NASA’s Glenn Research Center which specializes in solar electric propulsion is developing such a thruster, namely the X3 Hall-effect thruster which is a project headed up by the space agency, the US Air Force and the University of Michigan. The thruster is a scaled-up model of the kinds used on the Dawn spacecraft. The research center is currently the only vacuum chamber in the U.S. that can handle the X3 thruster.
Dawn was launched a decade ago with the aim of delivering knowledge about the two most massive bodies in the asteroid belt between Mars and Jupiter. Namely, the giant asteroid Vesta and dwarf planet Ceres.
The next step of these thrusters is to get humans to Mars within twenty years, to do that they have to make them larger and more powerful.
The Dawn is propelled by three xenon ion thrusters which have a combined specific impulse of 3100 s and a thrust of 90mN, using a system that powers spacecraft by accelerating a stream of electrically charged atoms, known as ions.

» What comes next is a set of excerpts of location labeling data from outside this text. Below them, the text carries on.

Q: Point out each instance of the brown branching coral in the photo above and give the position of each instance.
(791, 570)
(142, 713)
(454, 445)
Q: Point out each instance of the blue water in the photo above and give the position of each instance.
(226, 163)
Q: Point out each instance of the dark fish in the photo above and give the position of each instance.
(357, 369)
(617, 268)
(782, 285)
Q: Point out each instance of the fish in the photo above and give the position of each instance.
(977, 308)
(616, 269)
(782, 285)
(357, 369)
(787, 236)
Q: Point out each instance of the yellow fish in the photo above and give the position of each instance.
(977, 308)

The singular X3 is a Hall thruster; It functions by turning small amounts of propellant (usually inert gases like xenon) into charged plasma with electrical fields, which is then accelerated very quickly using a magnetic field and has a thrust of 30–70 mN
Compared to chemical rockets, they can go very fast using a fraction of the fuel. Despite their efficiency, they still don’t produce as much thrust as a rocket dependent on chemical propellants.

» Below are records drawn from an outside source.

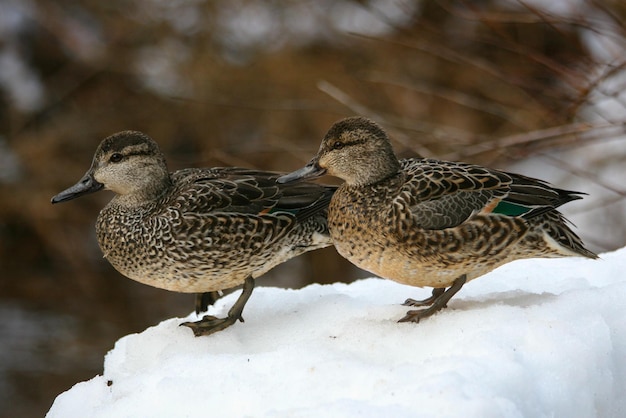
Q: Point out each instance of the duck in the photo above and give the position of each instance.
(432, 223)
(198, 230)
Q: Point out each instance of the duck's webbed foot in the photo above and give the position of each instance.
(436, 302)
(437, 292)
(203, 300)
(210, 324)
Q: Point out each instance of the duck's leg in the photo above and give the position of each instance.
(438, 291)
(203, 300)
(210, 324)
(439, 302)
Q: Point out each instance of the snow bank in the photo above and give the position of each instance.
(534, 338)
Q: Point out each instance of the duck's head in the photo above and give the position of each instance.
(128, 163)
(356, 150)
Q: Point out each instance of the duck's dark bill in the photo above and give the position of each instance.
(309, 171)
(84, 186)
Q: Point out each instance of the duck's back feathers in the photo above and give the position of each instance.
(245, 191)
(444, 194)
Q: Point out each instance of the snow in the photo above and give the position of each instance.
(534, 338)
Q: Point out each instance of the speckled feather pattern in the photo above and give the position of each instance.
(210, 231)
(426, 222)
(197, 230)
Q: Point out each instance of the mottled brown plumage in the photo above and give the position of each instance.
(426, 222)
(198, 230)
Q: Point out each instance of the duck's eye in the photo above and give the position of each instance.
(116, 157)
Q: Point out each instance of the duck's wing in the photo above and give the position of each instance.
(246, 191)
(443, 194)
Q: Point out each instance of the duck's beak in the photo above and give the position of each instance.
(310, 171)
(84, 186)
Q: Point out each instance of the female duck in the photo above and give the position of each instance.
(198, 230)
(425, 222)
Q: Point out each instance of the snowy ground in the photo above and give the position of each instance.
(535, 338)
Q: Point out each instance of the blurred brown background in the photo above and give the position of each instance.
(510, 84)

However, the most recent test on an X3 thruster broke records set by its Hall-effect predecessor. In recent tests, the X3 shattered the previous thrust record set by a Hall thruster, achieving 5.4 newtons of force compared with the old record of 3.3 newtons. The X3 also more than doubled the current operating record (250 amperes vs. 112 amperes) and ran at a slightly higher power (102 kilowatts vs. 98 kilowatts).
The development of this thruster has been managed by Alec Gallimore, a professor of aerospace engineering and the Robert J. Vlasic Dean of Engineering at the University of Michigan.

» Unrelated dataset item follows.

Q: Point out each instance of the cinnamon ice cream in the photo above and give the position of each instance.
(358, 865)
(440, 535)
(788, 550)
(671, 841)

"Mars missions are just on the horizon, and we already know that Hall thrusters work well in space. They can be optimised either for carrying equipment with minimal energy and propellant over the course of a year or so or for speed - carrying the crew to Mars much more quickly,” he said in a Michigan News press statement.
To test the thruster, the team spent 20 hours pumping to achieve a space-like vacuum, Hall and Kamhawi spent long, arduous days testing the X3.
"The big moment is when you close the door and pump down the chamber," Hall said to Michigan News.
Eventually, the researchers pushed the X3 to its record-breaking best.
The X3 is one of three prototypes NASA is currently testing to take a human crew to Mars.